The main opposition Pakistan People's Party on Sunday demanded a military operation against militants in the country's northwest, saying the government's efforts to engage the Taliban in peace talks has produced no results.

"The PML-N government should launch a military operation against militants to establish the state's writ as it has exhausted all other options," PPP secretary-general Latif Khosa said.

The government was given the mandate by an All-Parties Conference in September last year to hold talks with the Taliban. In case this effort failed, the government should go in for a military offensive, the conference had decided.

"Are five months not enough to kick off talks with the Taliban?
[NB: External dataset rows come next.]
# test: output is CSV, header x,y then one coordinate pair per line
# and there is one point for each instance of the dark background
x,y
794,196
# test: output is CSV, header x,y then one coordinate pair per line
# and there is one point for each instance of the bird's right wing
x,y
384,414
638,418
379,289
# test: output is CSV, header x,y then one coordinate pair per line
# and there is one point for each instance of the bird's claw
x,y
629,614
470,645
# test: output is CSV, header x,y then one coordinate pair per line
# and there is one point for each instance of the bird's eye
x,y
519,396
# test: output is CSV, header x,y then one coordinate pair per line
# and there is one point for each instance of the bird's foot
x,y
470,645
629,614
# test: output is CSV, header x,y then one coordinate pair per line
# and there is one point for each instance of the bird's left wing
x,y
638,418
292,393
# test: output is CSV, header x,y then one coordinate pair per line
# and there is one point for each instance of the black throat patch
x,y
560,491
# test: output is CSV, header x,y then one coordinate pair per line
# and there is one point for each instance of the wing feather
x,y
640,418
How much more time the government needs?" Khosa asked.

The Taliban, he said, had repeatedly made it clear to the government that they were not ready for talks. "After this clear reply, the government should stop fooling the people in the name of peace talks as the Taliban have been striking everywhere in the country with impunity," he said.

Khosa's remarks came against the backdrop of a bomb attack by the Taliban on a military convoy that killed 22 troops in the northwest this morning.

Earlier this month, the Taliban launched around 50 attacks, mostly in the northwestern province of Kyber-Pakhtunkhwa, that claimed about 50 lives.

Khosa said the PPP would press the government to take the people into confidence over launching a military operation against militants without any further delay because nobody was seeing any results from its peace initiative.

"We will not let the PML-N repeat the 'we are holding talks with the Taliban' mantra for the rest of its five-year term," he warned.

Interior Minister Chaudhry Nisar Ali recently acknowledged there had been no progress in peace talks with the Taliban.

Shortly after it came to power in last year's general election, the PML-N had pledged to hold talks with the banned Tehrik-e-Taliban Pakistan to end terrorism.

The Taliban pulled out of the nascent peace process after their chief Hakimullah Mehsud was killed in a US drone strike in November.